Compression Guide¶
Reduce the tokens passed between agents in pipelines and fan-outs. pyagent-compress intercepts inter-agent messages, extracts the highest-density content, and passes a compressed version to the next stage — saving cost without losing the signal.
The Problem¶
In a 5-agent pipeline, each stage's verbose output becomes the next stage's full input. LLMs tend to produce filler:
"Let me think about this carefully. Based on my analysis, I believe that
revenue increased by approximately 15% on a year-over-year basis. It's
worth noting, and I think this is quite significant, that the profit
margin also expanded to around 23%..."
The signal here is: revenue +15% YoY, margin 23%. The rest is padding — and you're paying for every token of it at every stage.
Without compression:
Stage 1 output: 1,200 tokens → passes 1,200 to Stage 2
Stage 2 output: 1,800 tokens → passes 1,800 to Stage 3
Stage 3 output: 2,100 tokens → passes 2,100 to Stage 4
─────────────────────
Total input tokens (stages 2-4): 7,100 tokens
With CompressMiddleware(target_ratio=0.5): ~3,550 input tokens across stages 2-4.
Architecture¶
flowchart LR
A1[Agent 1\noutput: 1200 tok] --> MC[MessageCompressor\ntarget_ratio: 0.5]

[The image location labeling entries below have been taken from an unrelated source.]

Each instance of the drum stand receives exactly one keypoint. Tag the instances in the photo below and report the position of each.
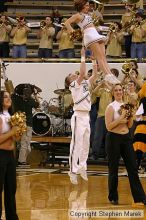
(62, 130)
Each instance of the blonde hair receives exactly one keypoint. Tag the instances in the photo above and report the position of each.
(79, 4)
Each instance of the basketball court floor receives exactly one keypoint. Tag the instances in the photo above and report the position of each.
(47, 194)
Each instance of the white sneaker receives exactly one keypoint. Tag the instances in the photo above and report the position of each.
(83, 174)
(73, 178)
(111, 79)
(141, 170)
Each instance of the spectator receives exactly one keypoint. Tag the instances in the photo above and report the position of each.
(46, 34)
(19, 35)
(5, 29)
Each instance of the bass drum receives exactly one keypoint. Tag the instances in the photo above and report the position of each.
(41, 124)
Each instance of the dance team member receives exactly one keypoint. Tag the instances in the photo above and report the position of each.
(119, 143)
(80, 121)
(91, 38)
(7, 160)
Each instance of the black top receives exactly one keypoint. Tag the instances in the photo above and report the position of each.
(24, 105)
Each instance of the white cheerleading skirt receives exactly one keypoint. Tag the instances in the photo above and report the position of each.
(91, 36)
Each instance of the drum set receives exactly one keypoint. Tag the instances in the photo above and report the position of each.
(53, 117)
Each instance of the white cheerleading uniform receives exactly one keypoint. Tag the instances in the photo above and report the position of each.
(79, 146)
(90, 33)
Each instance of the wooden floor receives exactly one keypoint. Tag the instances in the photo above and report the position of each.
(47, 194)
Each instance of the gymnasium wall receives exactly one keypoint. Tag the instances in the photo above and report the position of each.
(50, 76)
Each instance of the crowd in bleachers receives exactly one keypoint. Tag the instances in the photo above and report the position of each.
(127, 35)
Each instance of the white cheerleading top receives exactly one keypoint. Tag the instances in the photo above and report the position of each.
(116, 106)
(85, 21)
(81, 95)
(5, 116)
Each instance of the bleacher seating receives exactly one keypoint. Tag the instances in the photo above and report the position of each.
(36, 10)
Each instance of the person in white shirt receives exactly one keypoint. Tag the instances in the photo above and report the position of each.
(91, 38)
(79, 147)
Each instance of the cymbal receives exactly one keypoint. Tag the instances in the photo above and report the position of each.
(37, 88)
(62, 91)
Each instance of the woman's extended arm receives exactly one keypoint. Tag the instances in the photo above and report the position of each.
(109, 115)
(73, 19)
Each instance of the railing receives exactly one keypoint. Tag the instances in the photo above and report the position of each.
(63, 60)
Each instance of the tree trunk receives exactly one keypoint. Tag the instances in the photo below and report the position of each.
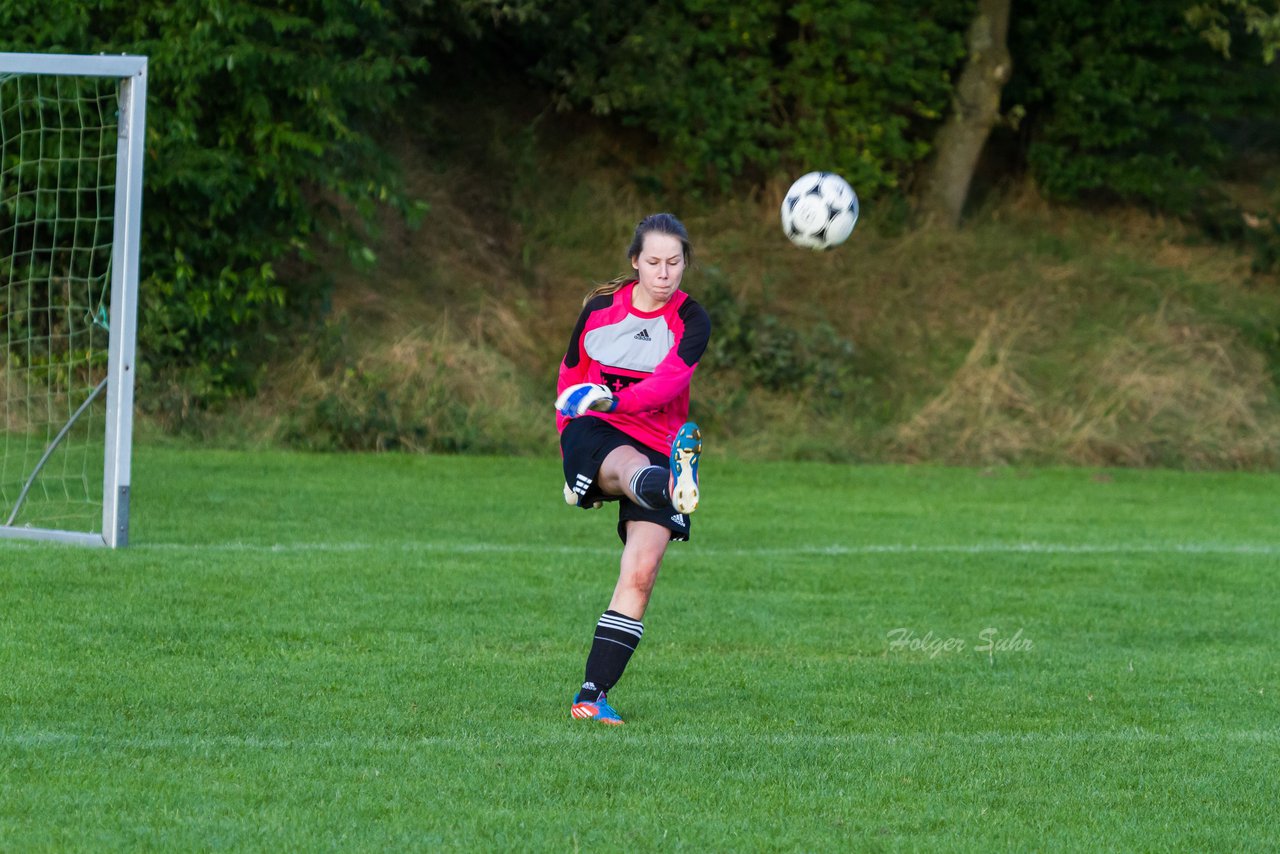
(974, 110)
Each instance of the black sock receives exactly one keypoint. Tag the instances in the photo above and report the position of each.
(649, 485)
(616, 638)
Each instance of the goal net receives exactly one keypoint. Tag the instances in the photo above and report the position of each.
(71, 181)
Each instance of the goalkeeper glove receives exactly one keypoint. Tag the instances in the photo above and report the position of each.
(576, 400)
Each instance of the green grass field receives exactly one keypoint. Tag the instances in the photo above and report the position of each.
(378, 653)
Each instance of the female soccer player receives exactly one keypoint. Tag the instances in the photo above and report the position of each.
(622, 415)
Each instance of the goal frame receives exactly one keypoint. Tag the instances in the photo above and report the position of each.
(122, 337)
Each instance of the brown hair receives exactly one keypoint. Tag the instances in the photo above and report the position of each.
(654, 223)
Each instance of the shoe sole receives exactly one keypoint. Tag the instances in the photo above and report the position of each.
(684, 461)
(586, 712)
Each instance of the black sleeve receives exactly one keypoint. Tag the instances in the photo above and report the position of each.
(698, 332)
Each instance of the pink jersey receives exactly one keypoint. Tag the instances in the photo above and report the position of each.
(647, 357)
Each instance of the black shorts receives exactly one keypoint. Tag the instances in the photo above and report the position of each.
(585, 442)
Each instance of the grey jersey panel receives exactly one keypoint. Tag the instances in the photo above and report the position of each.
(632, 343)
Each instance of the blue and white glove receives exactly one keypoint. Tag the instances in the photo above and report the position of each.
(576, 400)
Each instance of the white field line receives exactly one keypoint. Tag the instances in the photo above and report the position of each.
(814, 551)
(572, 735)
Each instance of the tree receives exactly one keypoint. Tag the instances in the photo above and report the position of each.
(1215, 21)
(974, 112)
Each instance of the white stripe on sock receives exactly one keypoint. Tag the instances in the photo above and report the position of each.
(622, 624)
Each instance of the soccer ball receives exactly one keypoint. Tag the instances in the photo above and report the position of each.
(819, 210)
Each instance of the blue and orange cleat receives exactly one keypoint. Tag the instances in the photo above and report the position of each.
(684, 467)
(597, 709)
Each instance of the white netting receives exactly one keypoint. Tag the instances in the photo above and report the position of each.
(58, 151)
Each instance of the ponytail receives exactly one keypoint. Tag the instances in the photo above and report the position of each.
(659, 223)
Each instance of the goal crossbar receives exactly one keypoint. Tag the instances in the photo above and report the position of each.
(131, 74)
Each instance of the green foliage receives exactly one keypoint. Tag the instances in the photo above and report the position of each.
(261, 127)
(1128, 103)
(731, 90)
(763, 351)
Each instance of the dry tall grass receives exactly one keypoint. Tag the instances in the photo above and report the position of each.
(1032, 336)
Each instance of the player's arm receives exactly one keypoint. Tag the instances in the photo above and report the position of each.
(673, 373)
(575, 396)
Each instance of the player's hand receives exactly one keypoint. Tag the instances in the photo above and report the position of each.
(576, 400)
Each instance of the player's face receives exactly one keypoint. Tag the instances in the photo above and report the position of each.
(659, 266)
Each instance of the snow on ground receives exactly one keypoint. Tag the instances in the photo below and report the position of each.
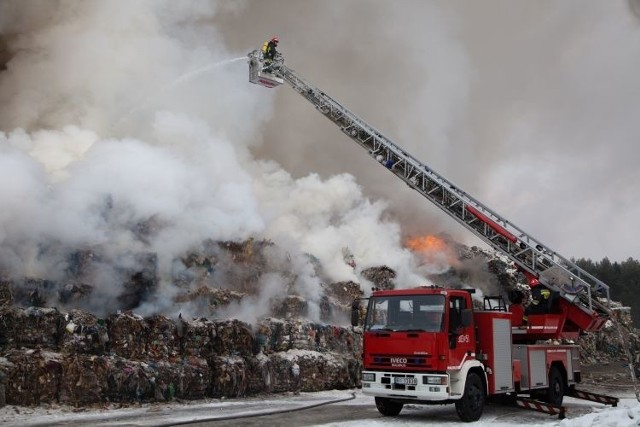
(579, 413)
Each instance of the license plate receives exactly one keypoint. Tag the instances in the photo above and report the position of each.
(405, 381)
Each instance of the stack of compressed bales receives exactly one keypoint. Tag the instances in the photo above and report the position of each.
(31, 327)
(162, 341)
(233, 337)
(34, 376)
(84, 333)
(84, 380)
(197, 337)
(229, 376)
(127, 335)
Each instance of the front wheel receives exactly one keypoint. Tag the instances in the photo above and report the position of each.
(471, 405)
(387, 407)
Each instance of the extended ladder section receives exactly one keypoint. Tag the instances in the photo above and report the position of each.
(583, 298)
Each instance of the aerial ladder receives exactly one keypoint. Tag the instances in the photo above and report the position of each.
(583, 299)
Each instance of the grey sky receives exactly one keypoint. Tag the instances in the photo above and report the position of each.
(532, 107)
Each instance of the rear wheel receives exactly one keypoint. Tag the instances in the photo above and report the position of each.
(470, 407)
(388, 407)
(555, 392)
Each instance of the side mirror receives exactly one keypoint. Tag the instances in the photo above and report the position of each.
(467, 317)
(355, 312)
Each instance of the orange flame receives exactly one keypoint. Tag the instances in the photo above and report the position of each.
(432, 249)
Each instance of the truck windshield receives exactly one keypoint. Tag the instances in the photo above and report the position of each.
(406, 313)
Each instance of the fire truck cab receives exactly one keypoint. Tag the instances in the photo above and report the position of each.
(428, 345)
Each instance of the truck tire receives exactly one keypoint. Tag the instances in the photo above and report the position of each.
(555, 392)
(471, 405)
(387, 407)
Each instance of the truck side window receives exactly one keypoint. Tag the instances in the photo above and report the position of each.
(456, 305)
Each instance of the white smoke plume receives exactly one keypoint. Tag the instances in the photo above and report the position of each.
(119, 117)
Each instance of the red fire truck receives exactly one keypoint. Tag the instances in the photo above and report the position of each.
(431, 345)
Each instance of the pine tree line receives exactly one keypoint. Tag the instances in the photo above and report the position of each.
(623, 279)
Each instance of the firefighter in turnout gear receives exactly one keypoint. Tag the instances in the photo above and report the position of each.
(269, 49)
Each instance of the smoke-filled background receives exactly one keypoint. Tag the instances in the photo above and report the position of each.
(130, 126)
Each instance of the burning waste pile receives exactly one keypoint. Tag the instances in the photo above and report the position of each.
(76, 358)
(71, 356)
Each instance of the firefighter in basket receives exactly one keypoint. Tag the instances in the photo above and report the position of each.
(269, 52)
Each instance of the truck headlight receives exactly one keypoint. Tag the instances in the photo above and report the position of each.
(436, 380)
(368, 376)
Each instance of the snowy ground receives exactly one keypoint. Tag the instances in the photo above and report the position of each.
(579, 413)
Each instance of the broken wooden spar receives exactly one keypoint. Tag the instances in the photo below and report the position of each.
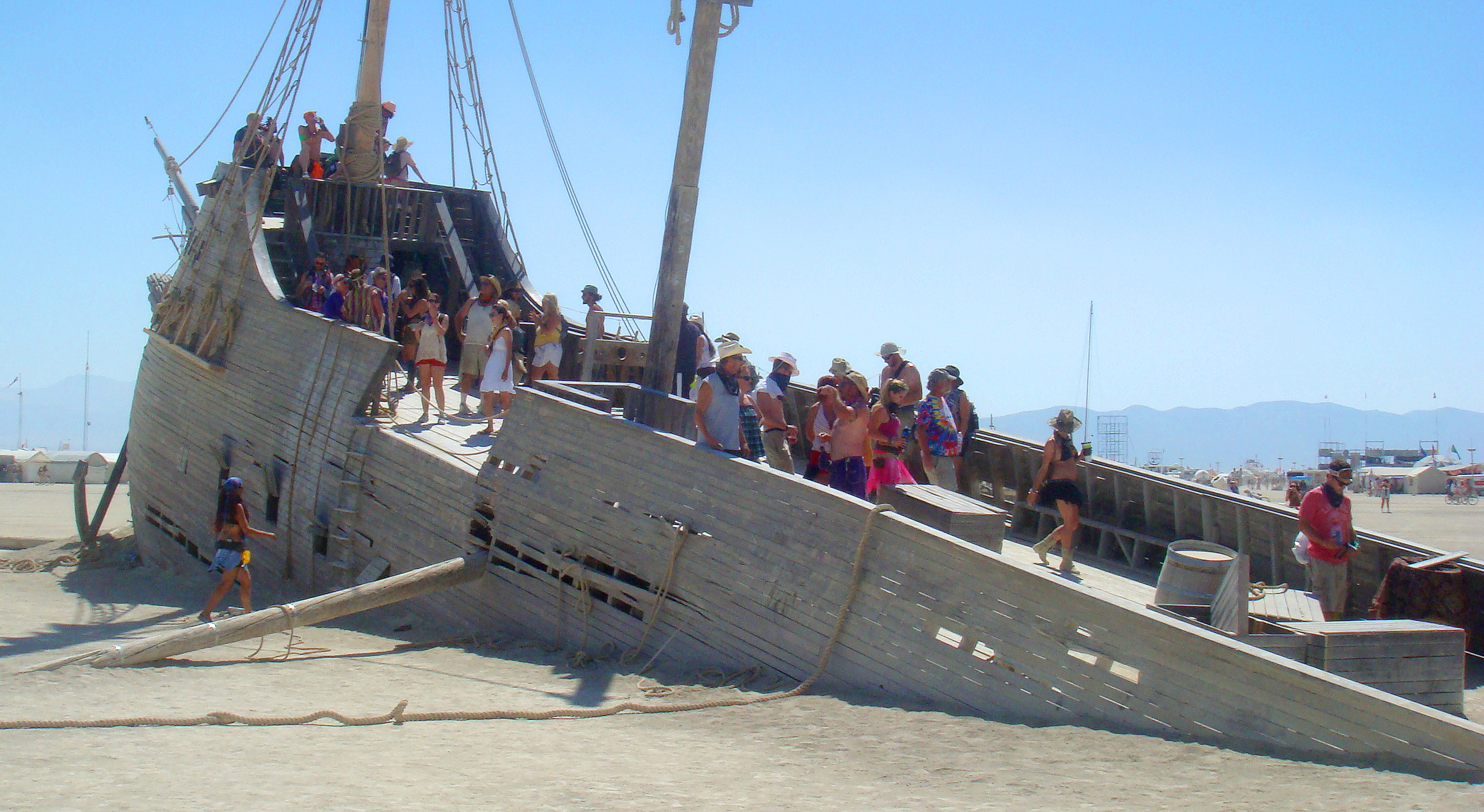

MC -->|600 tok| A2[Agent 2]
A2 --> MC2[MessageCompressor]
MC2 --> A3[Agent 3]
subgraph TokenBudget
WL[workflow_limit: 50k]
PL[per_agent_limit: 10k]
end
MC --> WL
MC2 --> WL
Quick Start¶
Compress a single message¶
from pyagent_compress import MessageCompressor
compressor = MessageCompressor(target_ratio=0.5)
result = compressor.compress(
"Let me think carefully. Revenue increased 15% YoY. "
"It's worth noting that margins expanded to 23%, which is significant."
)
print(result.compressed_text)
# "Revenue increased 15% YoY. Margins expanded to 23%."
print(f"{result.original_tokens} → {result.compressed_tokens} tokens ({result.savings_pct:.0%} saved)")
Wrap a Pipeline¶
import asyncio
from pyagent_compress import CompressMiddleware, TokenBudget
from pyagent_patterns.base import Agent
from pyagent_patterns.orchestration import Pipeline
from pyagent_providers import AnthropicLLM, OpenAILLM
budget = TokenBudget(workflow_limit=30_000, per_agent_limit=8_000)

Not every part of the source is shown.